Travelling USA travel blog

Kids playing on St Augustine beach

Out for dinner

We left Wakiwa Springs late morning and travelled towards the eastern coast of Florida (Atlantic side).

St Augustine is a fascinating little city with a rich history. I'm not much of a history buff, actually to be truthful I failed history at school and cried many times over dates and times I couldn't relate to but being on this trip has helped me realise that it wasn't the history that i din't get it was having to remember all those dates. My mom had said to me way back then that I should just read it like a story and now, finally I get it. It only took me 15 years!

St Augustine is the site where a man named Pnce de Leon landed when he was looking for the fountain of youth. He was the first man to hit Floridian soil and promptly laid claim to it on behalf of the Spanish royalty. Until 1845 when Florida became the 27th State battles raged over St Augustine between the Spanish, the English and the Americans . Eventually after much blood shed and horrendous acts of torture sometimes in the town square Spain handed calmly handed the city over to the americans.

Some of the architecture has a very spanish feel to it and Flagler College which used to be a hotel is especially beautiful. We were too cowardly to brave the heat and so we drove around looking at the various buildings rather than walk the city. We did brave the heat to look at the Castille del Marcos, a fort originally built by the Spanish and used over the years by the British and Americans to defend the land from the other. I don't love forts but what i did find interesting is that the material they used to build the fort is sea shells that have compacted to form a hard rock over hundreds of years. I don't think that the original builders new this when building but it turned out that this 'rock' was virtually impenetrable by cannon ball. To add to this good fortune the cannon balls would become slightly wedged in the rock enough to be held in place and at night the soldiers would be sent out to collect all the enemies canons. The following day the enemy would be pummeled by their own canons.

Another interesting trip was when I dragged the kids kicking and screaming to the Ripley's Believe it or Not Museum. Originally the home of a wealthy businessman, (the author of The Yearling also lived there for a while) it now houses the collection of the very eccentric world traveller and cartoonist Robert Ripley. The home itself is in the style of a two story spanish castle. The businessman had spared no expense when building and had beautiful lead pane windows installed but had not been a very practical man because there is only one bathroom in the entire castle.

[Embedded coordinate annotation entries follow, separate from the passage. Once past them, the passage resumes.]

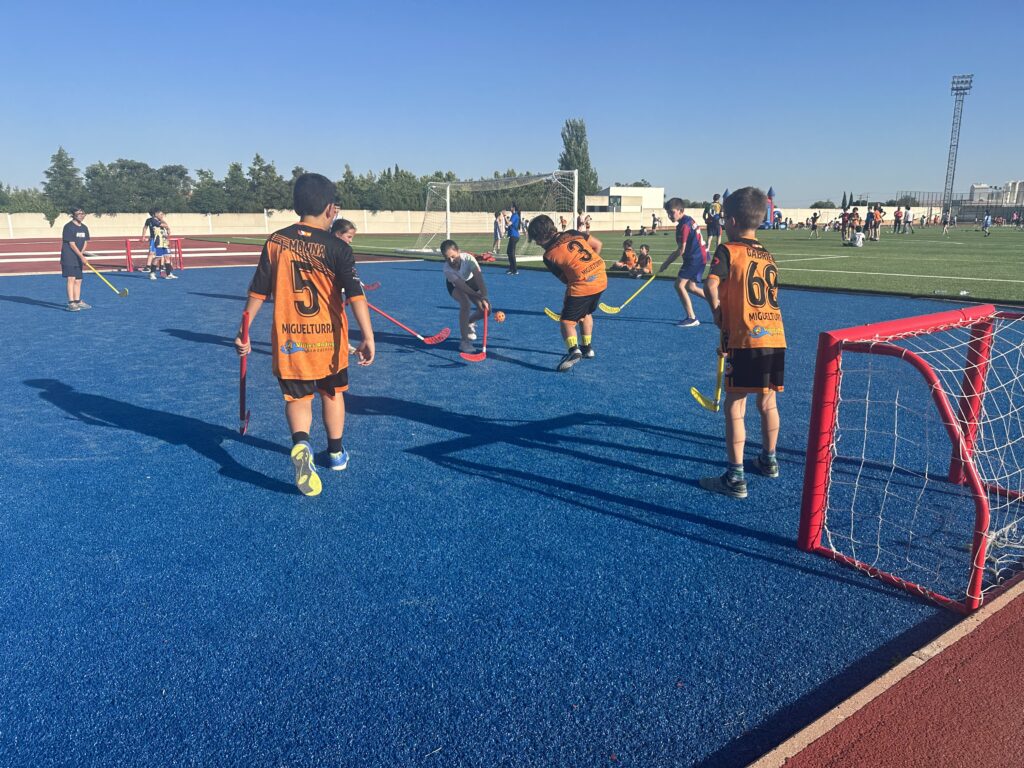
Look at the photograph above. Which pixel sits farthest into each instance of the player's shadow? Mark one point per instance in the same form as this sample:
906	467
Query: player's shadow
33	302
206	439
220	341
581	453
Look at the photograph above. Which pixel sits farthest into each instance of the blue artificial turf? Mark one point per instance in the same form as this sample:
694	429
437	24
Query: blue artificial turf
517	568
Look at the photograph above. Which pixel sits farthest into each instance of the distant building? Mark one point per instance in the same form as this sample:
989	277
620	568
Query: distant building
627	199
1011	194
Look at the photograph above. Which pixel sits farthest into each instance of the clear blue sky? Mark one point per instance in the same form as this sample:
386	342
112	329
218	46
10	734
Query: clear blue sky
811	98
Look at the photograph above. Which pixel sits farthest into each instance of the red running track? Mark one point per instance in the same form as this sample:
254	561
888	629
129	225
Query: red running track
43	256
957	702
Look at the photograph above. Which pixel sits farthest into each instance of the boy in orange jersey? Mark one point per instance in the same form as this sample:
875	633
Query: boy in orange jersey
305	269
742	292
574	258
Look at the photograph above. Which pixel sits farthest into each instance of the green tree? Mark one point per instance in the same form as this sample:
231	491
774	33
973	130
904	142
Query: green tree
238	190
576	155
64	184
266	187
208	195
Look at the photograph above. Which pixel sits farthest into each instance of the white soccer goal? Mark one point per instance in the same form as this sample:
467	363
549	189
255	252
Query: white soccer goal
915	453
465	210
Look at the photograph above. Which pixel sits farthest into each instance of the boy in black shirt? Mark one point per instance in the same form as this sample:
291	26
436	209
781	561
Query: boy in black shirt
73	241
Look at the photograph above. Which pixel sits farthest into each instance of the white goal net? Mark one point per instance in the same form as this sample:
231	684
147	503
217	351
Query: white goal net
915	471
465	211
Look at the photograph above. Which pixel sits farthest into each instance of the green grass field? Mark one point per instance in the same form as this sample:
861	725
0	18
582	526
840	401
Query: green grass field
925	263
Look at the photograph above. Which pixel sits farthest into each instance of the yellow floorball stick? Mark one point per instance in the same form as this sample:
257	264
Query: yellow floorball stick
122	293
707	402
616	309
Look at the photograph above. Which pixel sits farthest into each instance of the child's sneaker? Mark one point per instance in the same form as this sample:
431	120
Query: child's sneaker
306	478
571	357
723	484
768	466
338	461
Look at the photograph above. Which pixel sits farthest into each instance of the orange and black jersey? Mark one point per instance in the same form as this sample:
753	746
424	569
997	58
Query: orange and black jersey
569	259
305	270
749	295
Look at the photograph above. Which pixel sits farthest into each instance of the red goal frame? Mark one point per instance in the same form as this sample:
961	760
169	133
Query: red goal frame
961	424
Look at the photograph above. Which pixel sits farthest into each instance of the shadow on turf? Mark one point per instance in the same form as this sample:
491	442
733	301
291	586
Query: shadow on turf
206	439
807	709
544	434
33	302
220	341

The exhibit itself was very interesting although not as unbeliveable as it had been in it's day. Even if we are not seasoned travellers like Mr Ripley, who went to 200 countries more than any man of his time,many of the artifacts he collected we will have seen on National Geographic like nose rings and neck stretching necklaces. Of course these things were concidered wildly outrageous when he brought them home and some even accused the man of being either a con artist or a nut. One man spent his life devoted to trying to prove Mr Ripley wrong and sent letters questioning the validity of the various items to anyone who would listen.

So most of what is in the museum is not new but it is fascinating. There are some surprises, like the man with three legs who played soccer and a fun area where you check your thinking and perceptions against some nifty games and challenges. The kids were quite pleased I had dragged them there.

Another highlight of St Augustine was the beach. Having not seen the Atlantic in a while the kids were overjoyed to see waves. The weather was hot, the water was warm and there were waves. Throw in a store that sells candy/sweets/ and ice creams and you have my children's idea of Nirvana.

We left St Augustine, reluctanlty but excited because it was time to cross a state line.